Updated: Jun 7, 2019

1er juin 2019, l'Histoire retiendra que la dépouille mortelle de Tshisekedi, après un retour problématique au pays, a été exposée au Stade des martyrs. À l'endroit où les martyrs de la Pentecôte avaient été sauvagement suppliciés par pendaison un certain 1er juin 1966 par un certain Étienne Tshisekedi , alors ministre de l'intérieur, aujourd'hui «père de la démocratie». Le tout avec les hommages de Paul Kagame en personne. Alors Tshitshi, Héros ou Bourreau? La question ne peut se poser qu'en république dite démocratique du Congo. Celle où l'on nomme un président de la république dans le cadre d'un deal conclu en rase campagne tout en s'accordant sur un héritage démocratique dont le père biologique de l'heureux «élu» serait aussi le géniteur politique. Malgré les incroyables violations des droits élémentaires d'un peuple aux aspirations régulièrement réprimées dans le sang.

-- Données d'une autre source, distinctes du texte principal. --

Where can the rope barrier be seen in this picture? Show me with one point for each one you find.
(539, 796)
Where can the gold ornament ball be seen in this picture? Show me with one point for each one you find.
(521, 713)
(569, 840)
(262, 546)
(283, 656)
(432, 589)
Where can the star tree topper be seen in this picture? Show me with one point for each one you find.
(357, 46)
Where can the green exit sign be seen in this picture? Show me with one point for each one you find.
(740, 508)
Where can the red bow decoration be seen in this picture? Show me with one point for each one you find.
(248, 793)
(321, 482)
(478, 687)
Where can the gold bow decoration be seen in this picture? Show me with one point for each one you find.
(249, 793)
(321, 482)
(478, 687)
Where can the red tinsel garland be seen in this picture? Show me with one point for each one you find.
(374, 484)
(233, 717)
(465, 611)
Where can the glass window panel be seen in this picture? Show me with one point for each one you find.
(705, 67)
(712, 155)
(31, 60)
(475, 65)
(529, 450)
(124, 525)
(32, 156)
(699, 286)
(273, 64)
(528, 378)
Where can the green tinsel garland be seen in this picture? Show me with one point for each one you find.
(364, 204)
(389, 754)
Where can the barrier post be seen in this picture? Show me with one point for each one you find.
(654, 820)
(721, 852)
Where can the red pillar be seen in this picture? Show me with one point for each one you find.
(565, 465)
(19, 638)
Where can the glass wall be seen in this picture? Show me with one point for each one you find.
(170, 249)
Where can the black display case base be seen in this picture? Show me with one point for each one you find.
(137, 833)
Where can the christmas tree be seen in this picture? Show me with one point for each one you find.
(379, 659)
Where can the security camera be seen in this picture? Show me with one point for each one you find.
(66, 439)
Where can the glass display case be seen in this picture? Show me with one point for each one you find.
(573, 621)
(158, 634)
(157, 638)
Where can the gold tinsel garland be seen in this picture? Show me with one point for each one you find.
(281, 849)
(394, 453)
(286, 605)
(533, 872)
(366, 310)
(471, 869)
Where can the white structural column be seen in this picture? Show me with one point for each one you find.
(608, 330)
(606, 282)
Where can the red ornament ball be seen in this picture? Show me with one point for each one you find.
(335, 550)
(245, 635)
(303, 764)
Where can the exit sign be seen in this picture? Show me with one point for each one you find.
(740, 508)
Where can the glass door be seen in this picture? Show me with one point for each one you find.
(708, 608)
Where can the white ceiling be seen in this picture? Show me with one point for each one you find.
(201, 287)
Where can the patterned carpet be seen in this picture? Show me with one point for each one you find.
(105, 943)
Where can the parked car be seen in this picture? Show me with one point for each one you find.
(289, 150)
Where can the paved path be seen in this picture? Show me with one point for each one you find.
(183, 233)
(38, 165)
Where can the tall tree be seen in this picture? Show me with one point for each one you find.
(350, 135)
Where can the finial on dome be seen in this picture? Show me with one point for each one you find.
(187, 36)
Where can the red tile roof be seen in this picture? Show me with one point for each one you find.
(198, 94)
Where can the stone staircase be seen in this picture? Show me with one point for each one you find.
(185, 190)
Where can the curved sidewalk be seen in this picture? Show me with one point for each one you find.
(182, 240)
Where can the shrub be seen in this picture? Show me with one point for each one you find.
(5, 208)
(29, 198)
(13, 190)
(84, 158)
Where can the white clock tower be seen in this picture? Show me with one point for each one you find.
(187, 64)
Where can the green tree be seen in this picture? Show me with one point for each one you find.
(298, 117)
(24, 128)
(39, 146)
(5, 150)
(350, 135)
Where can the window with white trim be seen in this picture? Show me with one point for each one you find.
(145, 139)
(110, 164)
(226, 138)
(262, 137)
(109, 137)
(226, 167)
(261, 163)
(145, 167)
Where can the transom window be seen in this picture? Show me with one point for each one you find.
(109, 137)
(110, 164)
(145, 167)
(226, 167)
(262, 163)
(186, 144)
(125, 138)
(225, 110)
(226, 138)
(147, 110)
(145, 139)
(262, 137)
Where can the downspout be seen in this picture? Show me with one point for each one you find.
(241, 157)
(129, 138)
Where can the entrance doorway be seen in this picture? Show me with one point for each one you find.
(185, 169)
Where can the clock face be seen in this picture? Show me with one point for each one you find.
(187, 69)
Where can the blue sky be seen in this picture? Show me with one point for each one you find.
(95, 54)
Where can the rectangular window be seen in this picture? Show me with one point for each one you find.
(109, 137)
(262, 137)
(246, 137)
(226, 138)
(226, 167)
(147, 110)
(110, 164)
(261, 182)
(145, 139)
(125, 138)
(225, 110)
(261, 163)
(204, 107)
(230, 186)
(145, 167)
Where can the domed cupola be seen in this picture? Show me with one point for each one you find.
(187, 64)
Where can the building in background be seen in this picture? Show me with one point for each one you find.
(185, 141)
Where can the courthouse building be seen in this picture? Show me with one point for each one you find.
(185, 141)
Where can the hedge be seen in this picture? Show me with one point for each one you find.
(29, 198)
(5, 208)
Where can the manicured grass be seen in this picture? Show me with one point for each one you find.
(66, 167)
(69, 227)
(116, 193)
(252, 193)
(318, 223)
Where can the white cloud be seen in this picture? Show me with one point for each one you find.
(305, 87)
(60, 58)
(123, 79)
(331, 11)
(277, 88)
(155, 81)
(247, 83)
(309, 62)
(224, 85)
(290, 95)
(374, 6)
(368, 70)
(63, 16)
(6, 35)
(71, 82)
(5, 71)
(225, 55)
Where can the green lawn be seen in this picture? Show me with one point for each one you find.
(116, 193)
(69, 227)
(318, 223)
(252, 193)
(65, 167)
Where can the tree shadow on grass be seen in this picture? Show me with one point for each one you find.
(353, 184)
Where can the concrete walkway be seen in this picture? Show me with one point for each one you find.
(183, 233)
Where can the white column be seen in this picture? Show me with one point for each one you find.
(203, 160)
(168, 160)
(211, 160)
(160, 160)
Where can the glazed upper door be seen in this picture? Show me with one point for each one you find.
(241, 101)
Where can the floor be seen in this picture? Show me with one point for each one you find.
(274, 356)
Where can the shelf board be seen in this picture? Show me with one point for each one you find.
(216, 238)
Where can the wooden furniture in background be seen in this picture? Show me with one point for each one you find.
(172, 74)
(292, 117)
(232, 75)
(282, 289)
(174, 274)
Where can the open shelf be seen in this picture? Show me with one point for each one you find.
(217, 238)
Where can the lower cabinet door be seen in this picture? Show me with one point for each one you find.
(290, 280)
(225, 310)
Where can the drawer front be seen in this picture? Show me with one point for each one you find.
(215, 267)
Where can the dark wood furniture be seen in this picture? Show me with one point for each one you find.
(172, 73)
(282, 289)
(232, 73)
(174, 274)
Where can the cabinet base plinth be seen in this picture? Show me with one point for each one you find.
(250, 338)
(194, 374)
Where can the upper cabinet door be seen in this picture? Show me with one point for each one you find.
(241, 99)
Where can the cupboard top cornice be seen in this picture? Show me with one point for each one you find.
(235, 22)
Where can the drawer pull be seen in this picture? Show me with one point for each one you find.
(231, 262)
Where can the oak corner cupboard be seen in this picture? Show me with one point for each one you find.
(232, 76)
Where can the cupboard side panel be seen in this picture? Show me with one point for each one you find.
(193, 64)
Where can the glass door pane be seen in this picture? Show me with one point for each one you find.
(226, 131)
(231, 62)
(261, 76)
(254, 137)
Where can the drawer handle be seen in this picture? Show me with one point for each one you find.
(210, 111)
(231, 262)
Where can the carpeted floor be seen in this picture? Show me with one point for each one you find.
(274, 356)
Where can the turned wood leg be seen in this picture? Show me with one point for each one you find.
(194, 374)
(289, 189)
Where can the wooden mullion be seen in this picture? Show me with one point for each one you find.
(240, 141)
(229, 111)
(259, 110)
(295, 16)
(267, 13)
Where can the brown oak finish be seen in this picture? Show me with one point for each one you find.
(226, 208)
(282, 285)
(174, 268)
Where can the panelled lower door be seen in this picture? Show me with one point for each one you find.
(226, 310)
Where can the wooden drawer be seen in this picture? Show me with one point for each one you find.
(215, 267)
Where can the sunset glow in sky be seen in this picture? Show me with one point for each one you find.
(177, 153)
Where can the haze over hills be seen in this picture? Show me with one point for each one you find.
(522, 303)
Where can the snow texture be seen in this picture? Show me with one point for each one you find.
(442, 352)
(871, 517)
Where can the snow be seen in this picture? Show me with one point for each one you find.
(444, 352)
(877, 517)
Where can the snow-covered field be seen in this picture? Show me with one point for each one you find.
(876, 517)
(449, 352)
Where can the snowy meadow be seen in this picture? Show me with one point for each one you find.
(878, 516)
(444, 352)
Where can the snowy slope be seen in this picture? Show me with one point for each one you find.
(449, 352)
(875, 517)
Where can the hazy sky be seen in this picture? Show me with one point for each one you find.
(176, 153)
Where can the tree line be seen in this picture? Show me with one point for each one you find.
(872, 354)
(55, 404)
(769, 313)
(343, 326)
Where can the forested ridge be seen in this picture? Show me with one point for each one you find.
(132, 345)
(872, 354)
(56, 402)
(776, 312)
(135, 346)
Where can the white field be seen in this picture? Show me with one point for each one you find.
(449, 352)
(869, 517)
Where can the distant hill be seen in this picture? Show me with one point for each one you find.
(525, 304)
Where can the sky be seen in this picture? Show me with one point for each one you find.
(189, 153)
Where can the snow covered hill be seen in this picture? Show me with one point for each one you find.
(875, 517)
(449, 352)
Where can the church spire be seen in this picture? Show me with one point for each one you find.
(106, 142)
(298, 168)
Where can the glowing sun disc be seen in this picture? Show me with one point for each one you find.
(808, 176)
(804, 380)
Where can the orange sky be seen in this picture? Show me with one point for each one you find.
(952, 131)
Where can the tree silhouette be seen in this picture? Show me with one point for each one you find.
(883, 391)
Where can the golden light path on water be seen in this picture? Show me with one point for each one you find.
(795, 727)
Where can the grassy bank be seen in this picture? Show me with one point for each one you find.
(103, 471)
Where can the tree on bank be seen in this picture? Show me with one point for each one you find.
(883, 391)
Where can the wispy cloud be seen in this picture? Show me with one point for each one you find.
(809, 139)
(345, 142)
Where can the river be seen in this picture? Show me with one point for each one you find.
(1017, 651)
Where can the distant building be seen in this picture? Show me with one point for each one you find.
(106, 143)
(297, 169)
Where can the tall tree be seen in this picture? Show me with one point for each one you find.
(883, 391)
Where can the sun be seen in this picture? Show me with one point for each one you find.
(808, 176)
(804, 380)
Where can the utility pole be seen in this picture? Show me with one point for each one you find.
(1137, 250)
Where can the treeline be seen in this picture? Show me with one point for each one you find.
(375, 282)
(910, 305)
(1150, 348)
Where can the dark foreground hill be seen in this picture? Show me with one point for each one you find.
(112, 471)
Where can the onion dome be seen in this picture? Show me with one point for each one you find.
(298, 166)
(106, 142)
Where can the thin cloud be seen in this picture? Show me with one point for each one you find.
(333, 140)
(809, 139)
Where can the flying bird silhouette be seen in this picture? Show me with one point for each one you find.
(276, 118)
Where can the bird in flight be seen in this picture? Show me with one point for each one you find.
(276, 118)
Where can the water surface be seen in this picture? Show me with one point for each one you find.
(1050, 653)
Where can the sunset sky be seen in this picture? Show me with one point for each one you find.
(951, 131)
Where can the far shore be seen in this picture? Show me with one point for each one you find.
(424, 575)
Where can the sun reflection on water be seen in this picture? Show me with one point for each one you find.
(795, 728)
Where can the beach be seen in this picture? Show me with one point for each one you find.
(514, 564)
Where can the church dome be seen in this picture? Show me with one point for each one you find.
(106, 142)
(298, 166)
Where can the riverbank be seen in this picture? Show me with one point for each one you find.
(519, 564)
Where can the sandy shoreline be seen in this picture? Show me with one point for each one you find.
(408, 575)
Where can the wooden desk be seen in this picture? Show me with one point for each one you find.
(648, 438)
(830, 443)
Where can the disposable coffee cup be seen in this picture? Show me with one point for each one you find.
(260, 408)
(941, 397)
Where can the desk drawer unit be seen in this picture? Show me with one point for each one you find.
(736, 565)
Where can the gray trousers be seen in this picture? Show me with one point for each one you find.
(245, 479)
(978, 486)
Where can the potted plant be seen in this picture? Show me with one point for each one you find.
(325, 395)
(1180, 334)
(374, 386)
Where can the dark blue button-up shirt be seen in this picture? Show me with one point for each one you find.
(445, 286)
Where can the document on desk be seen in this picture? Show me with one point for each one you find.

On nous explique qu'en république «démocratique» du Congo, il existe une démocratie décelable dont on va jusqu'à réclamer la paternité.


Il n'y a qu'en république démocratique du Congo où l'on peut se prévaloir d'un acte patent de faux et d'usage de faux dans le cadre d'un cursus scolaire dans une formation de promotion sociale - une fraude formellement constatée par un tribunal d'un pays étranger et officiellement notifiée au gouvernement congolais - pour accéder à la magistrature suprême. Pour ensuite pouvoir écrire l'Histoire à coups de décrets en essayant d'élever son propre paternel au rang de héros national. Ni plus ni moins. Après avoir casé son oncle à une présidence déjà surpeuplée des membres de la tribu aux appellations qui ne trompent personne. Après avoir érigé un mausolée et organisé des obsèques au coût insultant dépassant la dizaine de millions des dollars américains. Dans un mépris écœurant d'une population clochardisée qu'on a régulièrement conduit à l'abattoir des tyrans avec qui on entretenait en secret des rapports à tout le moins troublants. Tandis qu'on clamait à qui voulait entendre son slogan fétiche: «le peuple d'abord».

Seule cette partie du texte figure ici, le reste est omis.